Happy Easter!
I didn't get to go to church because I have finally come down with that cold that everybody else has had all month that I managed to evade up until now, and I wish that people would stay home and not go out and distribute these things (I realize that you don't always have a choice though), so that is what I did. But I enjoyed a nice morning with good music and an otherwise quiet house. Easter is one of my very favorite holidays. I miss the choir programs that we used to have in church on Easter though, and just don't seem to do anymore. Maybe it's just here. Do you get the feeling that all the commercial stuff has taken over this holiday too? I don't mind the candy and the celebration of spring and new life and regrowth - I just don't want to lose the true spirit of the holiday.
Easter also means we get to play with dye. This is what I did after we dyed Easter eggs.
Pretty nice colors for Easter egg dye, don't you think? That is about 2 ounces of wool there. I didn't have any yellow because that got spilled before we even dyed any eggs with it, and the purple separated (purple easter egg dye always seems to do that - it did on the eggs too - it actually looks better in the picture). The colors didn't exhaust, so I could have actually put more wool in there than I did. I'm not sure what I want to do with all these little color samples - I have a bunch more samples about this size from a dye class too. I have thought about blending the similar colors together to get multi-tonal yarns that could be identified as mostly "red" or whatever color and would have enough for a project.

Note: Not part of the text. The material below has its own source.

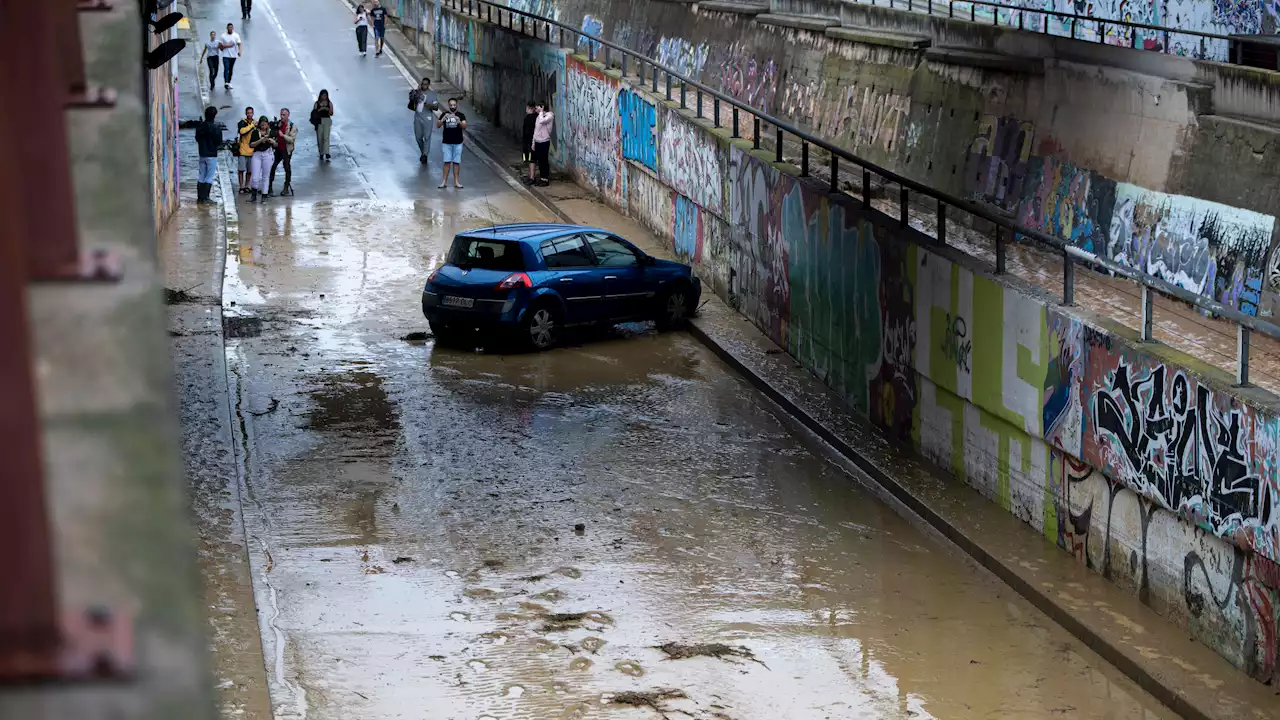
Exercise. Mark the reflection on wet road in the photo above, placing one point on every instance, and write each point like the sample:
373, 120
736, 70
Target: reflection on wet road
620, 528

How I dyed the wool: The easter egg dye was in yogurt cups. I stuffed bits of roving into the cups and left it overnight. Then I added a glog of white vinegar to each cup and microwaved them until they were hot. After they cooled to room temperature I rinsed each sample until no more color was getting into the water (use warm or hot water - never any cooler than the fiber as it is going into cold water that shocks the fiber and causes felting), then set the wool out on a towel to dry.
I forgot to take a picture of it, but I also made an Easter Egg tree out of some of the branches I trimmed from the cherry trees. While the trees outside still just have buds, the trimmed off branches are in a vase and have leaves and blossoms on them. I hung blown eggs in knitted nets (from Elizabeth Zimmerman's Knitter's Almanac). They are very easy and only take about 5 minutes to knit.
This is what we saw when we hunted Easter eggs yesterday.
You have to look closely to see the hen sitting on a couple dozen eggs. My kids have an Easter egg hunt every day since the chickens don't stay in the chicken coop, and they knew this was here already. Out of 38 plastic eggs with goodies inside they found 36 of them plus two real eggs (fresh ones). I hid the plastic eggs but I can't find the other two either - maybe one of the hens will hatch them.